Breites Leistungsspektrum
Das Engineering-Unternehmen entwickelt in Klagenfurt vom kleinen Schalter bis zu hochkomplexen Fertigungsautomaten alles, was Kunden aus der Industrie brauchen. An allen sechs Standorten in Österreich findet neben der Konstruktion auch Softwareentwicklung, Maschinen- und Sondermaschinenbau statt. Daneben ist man auch noch im Gesundheitswesen tätig.

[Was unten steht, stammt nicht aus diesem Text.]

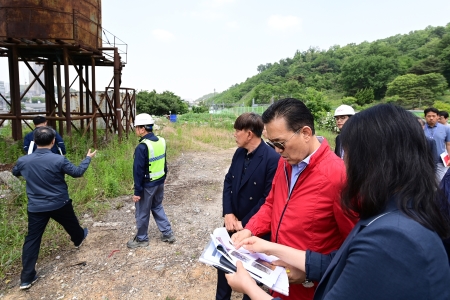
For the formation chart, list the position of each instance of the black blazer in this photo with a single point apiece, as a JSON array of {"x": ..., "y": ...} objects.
[
  {"x": 243, "y": 198},
  {"x": 389, "y": 256},
  {"x": 338, "y": 146}
]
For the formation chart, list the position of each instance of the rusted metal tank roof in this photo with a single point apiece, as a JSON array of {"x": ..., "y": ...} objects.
[{"x": 71, "y": 21}]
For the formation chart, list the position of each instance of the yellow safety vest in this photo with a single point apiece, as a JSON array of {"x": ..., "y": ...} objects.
[{"x": 156, "y": 157}]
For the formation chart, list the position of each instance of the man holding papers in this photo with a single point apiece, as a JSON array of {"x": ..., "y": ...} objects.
[{"x": 302, "y": 209}]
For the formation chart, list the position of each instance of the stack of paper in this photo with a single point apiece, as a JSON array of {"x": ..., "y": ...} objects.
[{"x": 221, "y": 254}]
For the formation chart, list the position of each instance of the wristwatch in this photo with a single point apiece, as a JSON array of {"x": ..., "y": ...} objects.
[{"x": 308, "y": 283}]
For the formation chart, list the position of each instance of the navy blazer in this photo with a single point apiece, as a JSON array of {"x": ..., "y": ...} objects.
[
  {"x": 243, "y": 198},
  {"x": 389, "y": 256}
]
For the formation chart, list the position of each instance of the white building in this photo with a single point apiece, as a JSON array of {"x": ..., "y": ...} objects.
[{"x": 36, "y": 89}]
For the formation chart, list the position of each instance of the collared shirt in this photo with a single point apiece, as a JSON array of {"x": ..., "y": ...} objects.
[
  {"x": 297, "y": 169},
  {"x": 247, "y": 161},
  {"x": 440, "y": 134}
]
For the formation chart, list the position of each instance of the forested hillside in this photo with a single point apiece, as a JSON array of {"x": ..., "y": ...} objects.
[{"x": 412, "y": 70}]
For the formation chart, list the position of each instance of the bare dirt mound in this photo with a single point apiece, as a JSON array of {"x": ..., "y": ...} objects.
[{"x": 103, "y": 268}]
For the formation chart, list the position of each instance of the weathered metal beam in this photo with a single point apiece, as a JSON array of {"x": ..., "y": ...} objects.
[
  {"x": 67, "y": 91},
  {"x": 13, "y": 60}
]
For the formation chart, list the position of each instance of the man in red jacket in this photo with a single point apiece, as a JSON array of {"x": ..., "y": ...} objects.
[{"x": 303, "y": 208}]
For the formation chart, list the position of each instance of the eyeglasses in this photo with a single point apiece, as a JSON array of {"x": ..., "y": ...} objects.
[
  {"x": 340, "y": 117},
  {"x": 280, "y": 145}
]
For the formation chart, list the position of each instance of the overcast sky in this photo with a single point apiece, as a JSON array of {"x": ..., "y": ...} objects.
[{"x": 191, "y": 47}]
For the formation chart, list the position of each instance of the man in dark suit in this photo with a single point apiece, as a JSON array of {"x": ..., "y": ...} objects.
[{"x": 247, "y": 183}]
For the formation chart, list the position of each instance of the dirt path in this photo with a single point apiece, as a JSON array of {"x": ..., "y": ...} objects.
[{"x": 103, "y": 268}]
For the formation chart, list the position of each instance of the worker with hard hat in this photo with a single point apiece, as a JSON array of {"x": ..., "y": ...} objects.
[
  {"x": 341, "y": 115},
  {"x": 149, "y": 173}
]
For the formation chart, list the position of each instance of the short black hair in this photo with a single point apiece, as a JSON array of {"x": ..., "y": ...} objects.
[
  {"x": 39, "y": 120},
  {"x": 431, "y": 109},
  {"x": 387, "y": 157},
  {"x": 443, "y": 113},
  {"x": 44, "y": 135},
  {"x": 250, "y": 121},
  {"x": 294, "y": 112}
]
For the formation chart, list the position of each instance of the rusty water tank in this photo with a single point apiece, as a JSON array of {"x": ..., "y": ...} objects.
[{"x": 69, "y": 21}]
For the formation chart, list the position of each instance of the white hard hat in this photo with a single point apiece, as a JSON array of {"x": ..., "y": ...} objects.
[
  {"x": 344, "y": 110},
  {"x": 143, "y": 119}
]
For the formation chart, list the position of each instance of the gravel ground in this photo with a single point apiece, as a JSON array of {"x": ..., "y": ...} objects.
[{"x": 103, "y": 268}]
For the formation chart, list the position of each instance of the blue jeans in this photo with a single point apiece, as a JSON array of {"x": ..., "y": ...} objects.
[
  {"x": 37, "y": 221},
  {"x": 151, "y": 201}
]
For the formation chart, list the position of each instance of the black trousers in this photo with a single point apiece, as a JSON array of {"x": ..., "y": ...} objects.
[{"x": 37, "y": 221}]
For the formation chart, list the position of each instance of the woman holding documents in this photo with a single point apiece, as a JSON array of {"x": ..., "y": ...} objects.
[{"x": 395, "y": 251}]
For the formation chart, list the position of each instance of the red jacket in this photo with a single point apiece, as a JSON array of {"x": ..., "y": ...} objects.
[{"x": 312, "y": 217}]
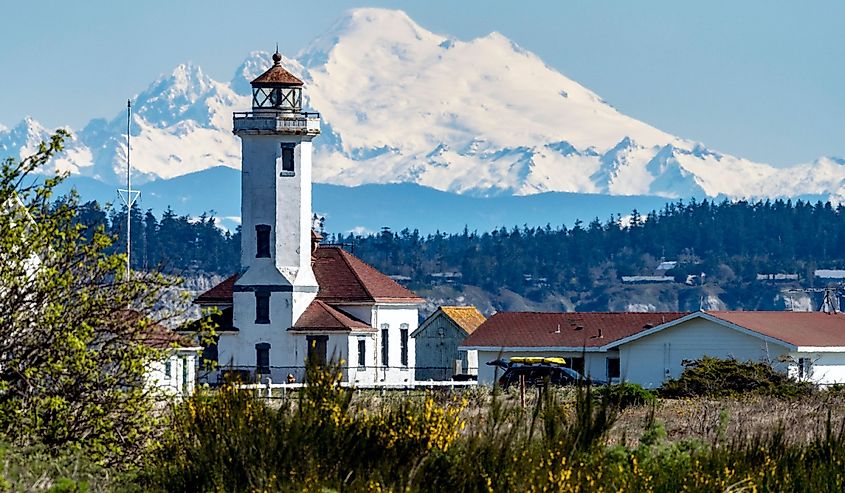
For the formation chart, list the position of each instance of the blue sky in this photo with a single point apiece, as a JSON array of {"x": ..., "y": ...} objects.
[{"x": 761, "y": 79}]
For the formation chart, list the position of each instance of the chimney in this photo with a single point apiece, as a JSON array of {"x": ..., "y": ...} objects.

Aufgrund der Größe sieht sich BEKO als Komplettanbieter. „Wir entwickeln von Einzelteilen bis zu Komplettanlagen alles und liefern auch Software und Dienstleistungen“, meint Pucher. Sollte es im Lakeside Park einmal nicht das richtige Know-how geben, kann man auf Experten in anderen Niederlassungen zurückgreifen. 800 hochspezialisierte Beschäftigte stehen österreichweit auf der Payroll von BEKO.
Weil die Kunden mitunter auch selbst entwickeln, liefert man Beratungsleistungen für CAx. Auch Projektmanagement wird angeboten, denn mit der Entwicklung ist es oft nicht getan: Zu jeder Zeit muss der Projektfortschritt überwacht, die veranschlagten Kosten im Auge behalten werden. Zeitliche und budgetäre Überschreitungen sind heute einfach nicht mehr drinnen. „Wer seit mehr als vier Jahrzehnten im Geschäft ist, kennt diesen Teil des Business genau“, sagt der Klagenfurter Geschäftsstellenleiter.
Näher beim Kunden
Neben den erstklassigen Mitarbeitern sprach noch ein weiterer Grund für die Niederlassung in Klagenfurt: Bis dahin wurde das Kärnten-Geschäft des Marktführers von Graz aus betreut. „Jetzt sind wir viel näher am Kunden. Das ist wichtig und ließ unser Auftragsvolumen förmlich explodieren“, meint Pucher stolz. 2006 betreute man hierzulande lediglich einen Großkunden, heute sind es 17. Da gibt es einerseits große Unternehmen mit mehreren hundert Mitarbeitern und eigenen Forschungsabteilungen, etwa aus dem Haushaltsgeräte-, Automobilzulieferer- oder Maschinen- und Anlagenbaubereich. Andererseits bedienen sich viele dynamische Klein- und Mittelunternehmen im „Windschatten“ der Großen des Know-how von BEKO. Pucher: „KMUs sind für uns als Partner ebenso interessant wie multinationale Konzerne. Wir bieten diesen sehr innovativen und flexiblen Unternehmen, die oft über keine eigene Konstruktionsabteilung verfügen, alle Kompetenzen von Österreichs größtem Ingenieurbüro. Uns ist kein Projekt zu groß, aber auch keines zu klein.“
Marktführer im Engineeringbereich zu sein, bedeutet auch, neueste technologien zu beherrschen und über State-of-the-Art-Wissen zu verfügen. Das war auch ein Grund, warum man in den Lakeside Park gezogen ist. „Wir haben zwar keine Geschäftsbeziehungen im Park, aber es gibt Kontakt, wir tauschen uns intensiv aus“, erklärt Pucher.